Das Setting ist fast idyllisch, und die neue Farbpalette bringt frischen Wind, sowohl visuell als auch atmosphärisch. Die melancholische Musik und das subtil bedrohliche Sounddesign setzen dabei weiterhin die gewohnt hohe Messlatte. Besonders der Kontrast zwischen dieser natürlichen Idylle und der industriellen Maschinen und der Ausbeutung der Arbeiter wirkt in diesem DLC besonders intensiv.

Industrie statt Überleben?

Der vielleicht größte Unterschied liegt im Gameplay: Statt mit Kälte zu kämpfen, steht jetzt das Management von Arbeitskräften, Ressourcen und Zeit im Vordergrund. Der Druck ist somit etwas abstrakter, aber genauso gnadenlos und vielleicht sogar noch schlimmer.
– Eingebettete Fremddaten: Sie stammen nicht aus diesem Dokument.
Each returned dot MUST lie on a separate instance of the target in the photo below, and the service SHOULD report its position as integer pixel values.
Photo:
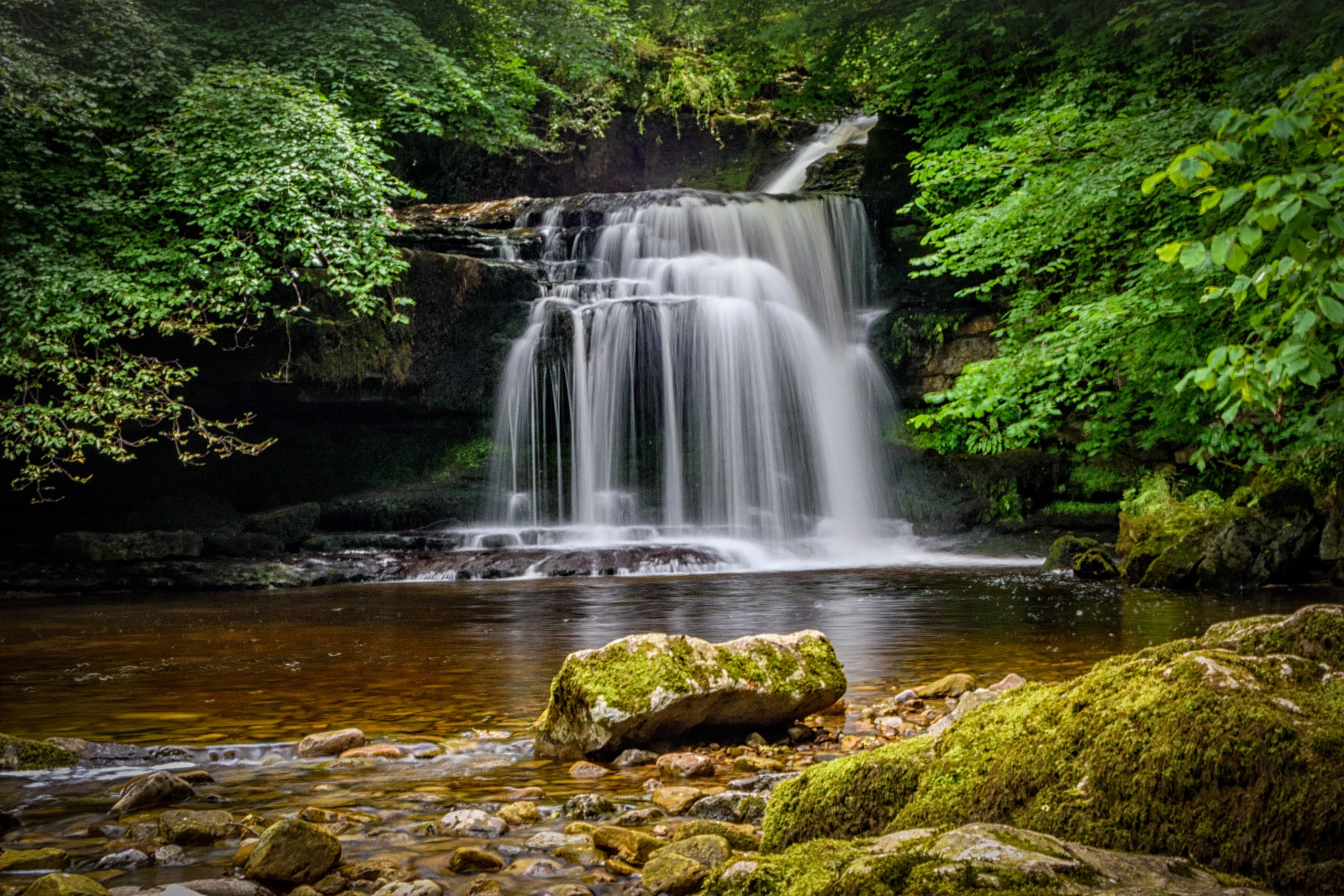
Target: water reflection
(437, 659)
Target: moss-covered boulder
(1225, 749)
(1065, 549)
(655, 687)
(973, 859)
(20, 754)
(1263, 534)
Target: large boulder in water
(1225, 749)
(649, 688)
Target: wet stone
(471, 823)
(631, 758)
(469, 860)
(589, 806)
(675, 800)
(330, 743)
(154, 790)
(47, 859)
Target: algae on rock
(655, 687)
(1223, 747)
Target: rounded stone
(295, 852)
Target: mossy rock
(654, 687)
(1225, 749)
(1095, 565)
(1065, 549)
(20, 754)
(972, 859)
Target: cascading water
(695, 367)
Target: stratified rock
(655, 687)
(471, 823)
(158, 789)
(105, 547)
(469, 860)
(330, 743)
(589, 806)
(289, 524)
(1141, 751)
(293, 852)
(1065, 549)
(971, 859)
(188, 828)
(1095, 565)
(953, 686)
(66, 886)
(20, 754)
(45, 859)
(734, 806)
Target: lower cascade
(695, 367)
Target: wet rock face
(159, 789)
(648, 688)
(293, 852)
(107, 547)
(1249, 707)
(968, 859)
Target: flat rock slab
(654, 688)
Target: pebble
(471, 823)
(687, 765)
(588, 770)
(330, 743)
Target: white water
(695, 373)
(828, 140)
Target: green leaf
(1193, 256)
(1331, 308)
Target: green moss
(20, 754)
(853, 797)
(1193, 747)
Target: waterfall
(695, 366)
(828, 140)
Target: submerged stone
(654, 687)
(1223, 747)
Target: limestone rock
(471, 823)
(469, 860)
(588, 806)
(686, 765)
(629, 758)
(289, 524)
(675, 800)
(1065, 549)
(655, 687)
(152, 790)
(66, 886)
(674, 875)
(187, 828)
(1095, 565)
(953, 686)
(45, 859)
(108, 547)
(330, 743)
(295, 852)
(737, 806)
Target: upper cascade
(695, 366)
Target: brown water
(239, 676)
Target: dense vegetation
(1147, 194)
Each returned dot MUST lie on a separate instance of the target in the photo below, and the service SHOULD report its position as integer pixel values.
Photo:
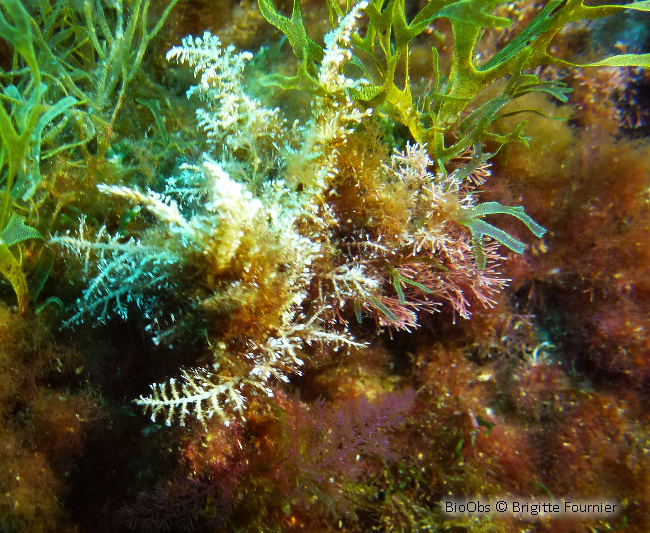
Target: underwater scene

Der Bau des Generators ist in mehrere Phasen unterteilt, die jeweils mit Deadlines daherkommen, die nicht verhandelbar sind (schließlich wartet die Eiszeit ja nicht, bis wir das Dingen einsatzbereit haben). Wer hier zu spät ist, der scheitert ohne Gnade.

Neu mit dabei sind unter anderem Mechaniken für Sicherheit und Motivation. Hier ersetzt man die Hoffnung- und Unzufriedenheitssysteme des Hauptspiels durch zwei neue Leisten, die man durch gute Entscheidungen oder brutale Maßnahmen im Gleichgewicht halten muss. Streiks, Sabotage und sogar Suizide drohen, wenn man die Arbeiter zu sehr auspresst oder ihre Bedürfnisse zu lange ignoriert. Das bringt wieder eine sozialkritische Note mit hinein, die sehr interessant ist. Wer nur auf Effizient aus ist, um den Generator möglichst schnell zum Laufen zu bringen, wird schnell erfahren, wie zerbrechlich die trügerische Herbstidylle ist und wie sehr alles steil bergab gehen kann.

Düstere Aussichten

Die neuen Biome, die Gebäude und UI-Elemente wirken wie ein frischer Anstrich. Die warmen Farbtöne und das herbstliche Design sind ein mutiger aber cleverer Bruch mit dem bisherigen Look. Trotzdem bleibt das Spiel dem Gesamthema treu und überschüttet euch mit spannenden Geschichten, moralisch bedenklichen Entscheidungen und vielen bedrückenden Schicksalen aus der Bevölkerung. Wenn man das Hauptspiel schon gespielt hat, weiß man außerdem, dass dies nur die Ruhe vor dem Sturm ist – denn der kommt unaufhaltsam auf einen zu.

Härter als der Winter

Also ganz ehrlich? Dieses DLC ist kein Zuckerschlecken (oder in diesem Fall „Eisschlecken“). Es richtet sich klar an Leute, die Frostpunk bereits gut kennen und ein neues, und deutlich härteres Szenario suchen. Die Lernkurve ist steil und ohne Spikestiefel geht hier gar nichts. Das Micromanagement ist intensiver denn je, und wer vom Plan abweicht, bekommt sehr schnell ernsthafte Probleme. Für Gelegenheitsspieler oder Leute, die den klassischen Survival-Loop von Frostpunk bevorzugen, könnte The Last Autumn eine Schneeschippe zu viel sein.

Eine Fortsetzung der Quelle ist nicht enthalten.